Major depressive disorder (MDD) exhibits substantial clinical heterogeneity complicating prognosis definition and treatment selection. Characterizing MDD subtypes through distinct clinical manifestations could enhance personalized therapeutic approaches. We developed a topological data analysis (TDA) framework with graph-based community detection to identify homogeneous patient subgroups using multimodal data integration. We implemented a TDA pipeline in UK Biobank MDD participants with gene-environment (G-E, N=20,715) and gene-environment-neuroimaging (G-E-I, N=3,044) data. We systematically compared predictive capabilities across genetic, environmental, and neuroimaging features, alone and combined, for 18 health-related outcomes. For the best-predictive set of features identified for each outcome, a novel two-stage feature ranking approach identified features relevant for graph construction and community-based outcome differentiation. Cross-cohort validation utilized two independent datasets.

G-E interactions demonstrated superior predictive performance for 13 clinical outcomes, including treatment-resistant depression (TRD), symptom subtypes, and suicidal phenotypes. Community profiling revealed distinct vulnerability pathways: trauma-stress exposures linked to TRD and episode severity, while substance-behavioral profiles associated with anxious symptoms. Environmental factors emerged as primary determinants of most health outcomes, whereas neuroimaging features optimally predict medical comorbidities. Cross-cohort validation confirmed replication for multiple outcomes: self-harm behavior and anxious features (GSRD), TRD and vascular diseases (HSR), with consistent environmental stress-related predictive features across cohorts. TDA successfully identified clinically relevant MDD subgroups with unique multimodal signatures. These findings underscore the essential role of integrating genetic, environmental, and neuroimaging characteristics for robust health outcome prediction, establishing TDA-based community detection as an effective framework for MDD patient stratification and advancing precision medicine approaches in depression management.

Significance Statement

Topological Data Analysis (TDA) combined with community detection was used to identify clinically meaningful subgroups within Major Depressive Disorder (MDD) from multimodal UK Biobank data integrating genetic, environmental, and neuroimaging features.

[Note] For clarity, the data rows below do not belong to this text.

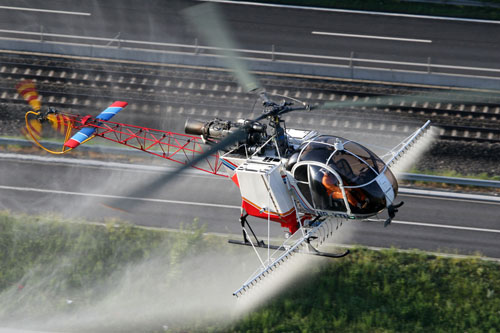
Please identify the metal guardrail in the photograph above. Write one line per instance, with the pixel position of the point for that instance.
(125, 151)
(450, 180)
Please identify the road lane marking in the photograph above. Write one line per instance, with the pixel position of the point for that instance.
(88, 163)
(467, 197)
(109, 196)
(432, 225)
(336, 34)
(251, 52)
(40, 10)
(350, 11)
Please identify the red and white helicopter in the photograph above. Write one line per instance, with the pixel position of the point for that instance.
(308, 182)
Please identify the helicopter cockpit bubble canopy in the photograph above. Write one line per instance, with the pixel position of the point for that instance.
(338, 175)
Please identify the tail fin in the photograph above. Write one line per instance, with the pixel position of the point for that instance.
(86, 133)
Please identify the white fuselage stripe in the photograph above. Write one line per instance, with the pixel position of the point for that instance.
(108, 196)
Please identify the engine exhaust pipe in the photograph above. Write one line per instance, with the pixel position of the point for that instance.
(194, 127)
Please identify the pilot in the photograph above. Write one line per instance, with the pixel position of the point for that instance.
(355, 197)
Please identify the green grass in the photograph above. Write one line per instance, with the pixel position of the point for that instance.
(368, 291)
(396, 6)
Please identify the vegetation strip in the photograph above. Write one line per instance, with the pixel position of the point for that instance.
(367, 291)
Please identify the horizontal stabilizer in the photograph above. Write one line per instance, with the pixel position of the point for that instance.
(86, 133)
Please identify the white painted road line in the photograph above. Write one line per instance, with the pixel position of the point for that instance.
(335, 34)
(108, 196)
(40, 10)
(432, 225)
(441, 195)
(350, 11)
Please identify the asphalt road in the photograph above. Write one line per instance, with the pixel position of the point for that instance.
(394, 38)
(452, 225)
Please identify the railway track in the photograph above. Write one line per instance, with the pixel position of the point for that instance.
(154, 91)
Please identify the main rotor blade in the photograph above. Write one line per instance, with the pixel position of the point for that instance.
(157, 183)
(211, 26)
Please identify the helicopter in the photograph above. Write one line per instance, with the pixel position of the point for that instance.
(307, 182)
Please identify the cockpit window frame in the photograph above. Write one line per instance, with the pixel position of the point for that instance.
(329, 169)
(344, 142)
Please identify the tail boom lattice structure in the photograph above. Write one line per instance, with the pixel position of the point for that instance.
(179, 148)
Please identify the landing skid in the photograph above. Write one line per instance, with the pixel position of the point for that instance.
(311, 251)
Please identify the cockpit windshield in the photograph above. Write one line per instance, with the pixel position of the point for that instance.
(336, 174)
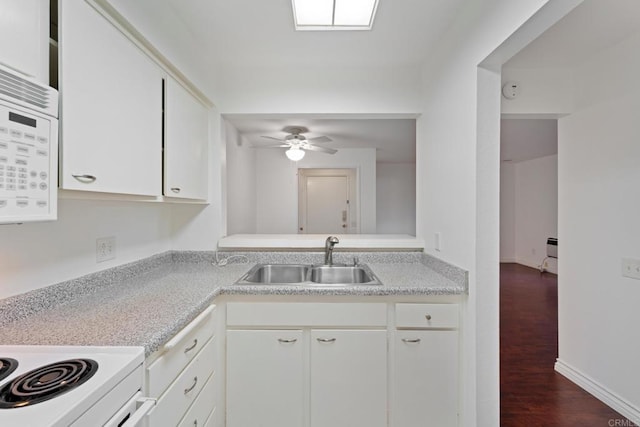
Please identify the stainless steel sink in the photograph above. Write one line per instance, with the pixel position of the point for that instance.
(309, 275)
(277, 273)
(338, 275)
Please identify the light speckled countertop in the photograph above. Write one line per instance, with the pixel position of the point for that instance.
(147, 302)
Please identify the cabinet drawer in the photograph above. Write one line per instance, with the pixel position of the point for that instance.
(185, 389)
(307, 314)
(427, 316)
(203, 406)
(183, 348)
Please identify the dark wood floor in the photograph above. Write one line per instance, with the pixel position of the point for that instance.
(531, 392)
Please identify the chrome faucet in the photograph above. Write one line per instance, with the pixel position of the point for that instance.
(328, 249)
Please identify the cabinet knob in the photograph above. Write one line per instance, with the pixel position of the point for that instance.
(195, 381)
(85, 178)
(188, 349)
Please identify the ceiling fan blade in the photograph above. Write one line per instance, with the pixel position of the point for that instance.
(321, 149)
(271, 137)
(271, 146)
(320, 139)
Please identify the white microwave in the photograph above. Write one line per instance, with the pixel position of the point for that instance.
(28, 149)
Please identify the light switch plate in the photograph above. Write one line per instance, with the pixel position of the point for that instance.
(105, 248)
(631, 268)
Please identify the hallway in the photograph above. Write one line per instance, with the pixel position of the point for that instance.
(531, 393)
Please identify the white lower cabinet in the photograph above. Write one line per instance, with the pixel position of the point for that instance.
(348, 374)
(426, 379)
(182, 376)
(331, 364)
(265, 378)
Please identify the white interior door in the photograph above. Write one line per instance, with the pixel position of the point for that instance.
(325, 201)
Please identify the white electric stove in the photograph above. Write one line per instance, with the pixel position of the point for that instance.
(71, 386)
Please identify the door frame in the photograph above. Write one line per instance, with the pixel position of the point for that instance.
(353, 202)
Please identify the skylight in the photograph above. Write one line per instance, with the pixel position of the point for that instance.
(334, 14)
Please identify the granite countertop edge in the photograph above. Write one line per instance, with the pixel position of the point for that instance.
(109, 306)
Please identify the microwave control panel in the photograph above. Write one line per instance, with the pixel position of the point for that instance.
(27, 174)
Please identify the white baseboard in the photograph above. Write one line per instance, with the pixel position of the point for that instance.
(599, 391)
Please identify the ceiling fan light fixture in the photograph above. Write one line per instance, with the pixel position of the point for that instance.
(294, 153)
(329, 15)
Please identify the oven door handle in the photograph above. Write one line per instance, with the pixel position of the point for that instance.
(132, 419)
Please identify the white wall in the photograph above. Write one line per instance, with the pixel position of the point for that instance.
(33, 256)
(41, 254)
(545, 91)
(318, 90)
(458, 178)
(241, 183)
(536, 210)
(599, 207)
(396, 198)
(528, 191)
(277, 186)
(507, 212)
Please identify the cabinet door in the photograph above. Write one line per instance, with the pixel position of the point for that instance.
(348, 378)
(265, 380)
(186, 144)
(426, 379)
(111, 107)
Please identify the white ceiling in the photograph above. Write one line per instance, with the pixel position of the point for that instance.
(592, 26)
(261, 32)
(393, 138)
(241, 33)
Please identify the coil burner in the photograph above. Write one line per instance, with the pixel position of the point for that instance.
(46, 382)
(7, 366)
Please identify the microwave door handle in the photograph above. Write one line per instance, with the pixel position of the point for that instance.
(141, 412)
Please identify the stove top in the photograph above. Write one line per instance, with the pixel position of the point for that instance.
(55, 385)
(7, 366)
(46, 382)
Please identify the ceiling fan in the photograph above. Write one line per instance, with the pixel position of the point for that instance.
(297, 143)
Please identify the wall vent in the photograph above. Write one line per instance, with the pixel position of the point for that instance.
(28, 93)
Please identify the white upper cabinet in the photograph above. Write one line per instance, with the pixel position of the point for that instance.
(24, 37)
(186, 144)
(111, 107)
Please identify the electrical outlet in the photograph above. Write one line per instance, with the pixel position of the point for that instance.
(631, 268)
(105, 248)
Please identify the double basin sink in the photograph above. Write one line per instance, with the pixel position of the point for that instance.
(309, 275)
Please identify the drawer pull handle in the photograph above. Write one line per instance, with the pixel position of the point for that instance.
(87, 179)
(188, 349)
(173, 342)
(195, 381)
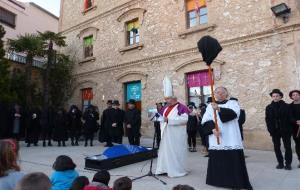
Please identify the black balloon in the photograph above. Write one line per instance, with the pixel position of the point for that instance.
(209, 47)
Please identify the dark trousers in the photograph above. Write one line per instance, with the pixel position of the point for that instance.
(297, 145)
(46, 134)
(276, 138)
(157, 133)
(134, 139)
(74, 134)
(192, 138)
(117, 139)
(89, 139)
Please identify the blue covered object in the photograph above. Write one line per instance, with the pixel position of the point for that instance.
(123, 150)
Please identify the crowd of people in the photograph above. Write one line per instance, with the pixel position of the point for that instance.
(58, 125)
(64, 176)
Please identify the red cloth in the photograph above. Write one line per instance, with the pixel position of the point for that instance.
(95, 188)
(169, 109)
(197, 79)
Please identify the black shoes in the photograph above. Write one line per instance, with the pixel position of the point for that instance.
(288, 167)
(280, 166)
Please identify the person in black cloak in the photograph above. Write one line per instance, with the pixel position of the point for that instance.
(47, 124)
(60, 130)
(33, 128)
(75, 124)
(278, 117)
(117, 127)
(295, 114)
(17, 121)
(226, 162)
(4, 120)
(104, 135)
(133, 123)
(242, 118)
(90, 117)
(159, 107)
(192, 127)
(204, 137)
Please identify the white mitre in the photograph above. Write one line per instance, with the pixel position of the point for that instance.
(168, 89)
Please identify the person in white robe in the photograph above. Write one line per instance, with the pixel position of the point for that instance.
(172, 153)
(226, 164)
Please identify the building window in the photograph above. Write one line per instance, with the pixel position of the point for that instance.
(7, 17)
(133, 90)
(133, 32)
(196, 12)
(88, 46)
(198, 85)
(87, 96)
(88, 4)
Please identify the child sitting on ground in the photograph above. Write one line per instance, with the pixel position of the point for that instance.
(79, 183)
(123, 183)
(64, 173)
(100, 181)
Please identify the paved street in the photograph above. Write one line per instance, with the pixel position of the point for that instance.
(261, 168)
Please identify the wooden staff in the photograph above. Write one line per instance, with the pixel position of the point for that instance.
(298, 133)
(214, 100)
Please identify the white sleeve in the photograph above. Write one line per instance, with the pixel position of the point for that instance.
(208, 115)
(234, 105)
(178, 120)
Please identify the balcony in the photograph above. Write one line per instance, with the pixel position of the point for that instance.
(21, 59)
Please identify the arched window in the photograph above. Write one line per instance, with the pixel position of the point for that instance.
(196, 11)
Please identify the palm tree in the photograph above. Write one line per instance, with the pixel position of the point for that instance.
(32, 45)
(51, 39)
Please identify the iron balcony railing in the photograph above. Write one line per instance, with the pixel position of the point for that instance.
(18, 58)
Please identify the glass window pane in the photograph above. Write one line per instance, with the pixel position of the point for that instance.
(192, 14)
(203, 11)
(196, 100)
(193, 22)
(130, 41)
(194, 91)
(206, 90)
(130, 34)
(203, 19)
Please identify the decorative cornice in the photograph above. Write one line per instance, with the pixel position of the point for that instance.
(131, 73)
(130, 11)
(87, 29)
(206, 27)
(196, 60)
(224, 43)
(101, 15)
(138, 46)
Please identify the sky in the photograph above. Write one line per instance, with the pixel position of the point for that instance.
(52, 6)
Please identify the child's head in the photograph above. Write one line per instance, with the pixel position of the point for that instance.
(102, 176)
(63, 163)
(34, 181)
(79, 183)
(8, 156)
(123, 183)
(183, 187)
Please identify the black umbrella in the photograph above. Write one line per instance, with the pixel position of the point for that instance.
(209, 47)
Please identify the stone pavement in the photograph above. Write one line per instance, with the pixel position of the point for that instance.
(260, 164)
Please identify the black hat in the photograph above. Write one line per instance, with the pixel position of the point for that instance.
(209, 100)
(131, 101)
(233, 98)
(291, 93)
(202, 105)
(209, 48)
(191, 104)
(276, 91)
(116, 102)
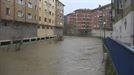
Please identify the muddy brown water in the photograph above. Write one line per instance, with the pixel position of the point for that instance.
(73, 56)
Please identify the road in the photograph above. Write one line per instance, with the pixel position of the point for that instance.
(73, 56)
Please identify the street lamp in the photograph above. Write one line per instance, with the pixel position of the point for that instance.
(104, 23)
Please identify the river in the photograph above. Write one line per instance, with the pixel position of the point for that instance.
(73, 56)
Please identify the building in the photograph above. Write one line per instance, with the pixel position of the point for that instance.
(29, 18)
(70, 23)
(123, 21)
(17, 19)
(59, 21)
(46, 18)
(86, 21)
(102, 15)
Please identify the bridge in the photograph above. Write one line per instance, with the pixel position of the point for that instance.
(122, 57)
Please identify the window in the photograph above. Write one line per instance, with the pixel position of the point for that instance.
(20, 14)
(39, 18)
(8, 11)
(29, 16)
(45, 19)
(49, 20)
(30, 5)
(35, 7)
(21, 2)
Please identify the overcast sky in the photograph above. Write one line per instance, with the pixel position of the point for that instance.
(71, 5)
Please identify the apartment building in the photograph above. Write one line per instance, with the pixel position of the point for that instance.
(102, 15)
(123, 21)
(85, 21)
(28, 18)
(46, 18)
(59, 21)
(18, 19)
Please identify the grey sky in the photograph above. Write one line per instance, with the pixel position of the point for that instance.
(71, 5)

We systematically compared unimodal and multimodal feature sets to stratify patients across 18 health-related outcomes, with cross-cohort validation in independent datasets. Gene-by-environment interactions emerged as optimal predictors for mental health outcomes, revealing distinct vulnerability pathways: trauma-stress profiles predicted treatment resistance and episode severity, while substance-behavioral patterns were linked to anxious and neurovegetative symptoms. Brain imaging features best predicted medical comorbidities, particularly vascular diseases. Cross-cohort validation confirmed replication across populations. These findings establish TDA-based community detection as a powerful framework for MDD stratification, advancing precision psychiatry and personalized intervention strategies.